Crónicas (y) Humanas: La esperanza verde olivo

Esta es la historia de Nato, joven campesino de la zona de Mamonal que sirvió de guía a la columna invasora de Camilo Cienfuegos y casi le cuesta la vida

verde olivoImagen generada con IA Ya todos lo saben: Camilo anda cerca. En cualquier casa campesina se habla bajito sobre la llegada de los rebeldes, salidos de la Sierra Maestra el mes anterior. Muchos esperan la presencia de los guerrilleros como cosa buena, con la esperanza de un cambio en aquel lugar perdido, patria de los surcos y las palmas reales, a medio camino entre Las Villas y Camagüey.

La vida en el campo es durísima y hay que aguantar de todo: los atropellos de la Guardia Rural, los caprichos de los terratenientes, las mentiras de los políticos que aparecen una vez cada cuatro años a prometer y prometer, y nunca cumplen… Si aquella revolución vestida de verde olivo no triunfa, la miseria y el dolor seguirán allí, como una costra sembrada en la piel de la gente más humilde.

Nato entiende todo eso.
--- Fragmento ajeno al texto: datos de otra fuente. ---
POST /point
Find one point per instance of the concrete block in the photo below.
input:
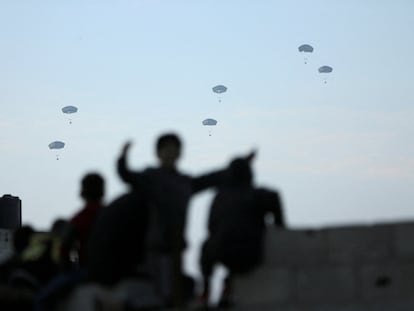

Entonces solo tiene 20 años, pero ya conspira contra el gobierno. Junto a su tío Martín y otros guajiros de la zona, escucha las transmisiones de Radio Rebelde, recoge armas, vende bonos del Movimiento 26 de Julio, y cumple otras misiones orientadas por la dirección local de esta organización.

Por eso, no lo pensó dos veces cuando Julián Cabrera, un amigo suyo, le pidió que lo acompañara a llevar comida a las tropas de Camilo, situadas cerca del lugar. Con un par de quesos y dos cubos repletos de yuca salcochada, llegan al campamento de la Columna No. 2 del Ejército Rebelde, en un cañaveral de Las Grullas, hoy municipio de Florencia.

Allí se entrevistan con Camilo. Este les pregunta sobre la situación en la zona y les ordena servir como prácticos de la columna invasora: guiarán por aquel territorio a los noventa y tantos combatientes y evitarán cualquier choque con las fuerzas enemigas, pues otra es la misión que traen los barbudos.

Medio siglo después, Nato conservaría en su memoria la estampa del Señor de la Vanguardia: “Alto, delgado, con mucho pelo. Se acostaba en su hamaca y leía: pasaba bastante tiempo leyendo y fumando. Vestía un uniforme verde olivo gastado, sin grados militares, con un sombrero de paño en la cabeza”.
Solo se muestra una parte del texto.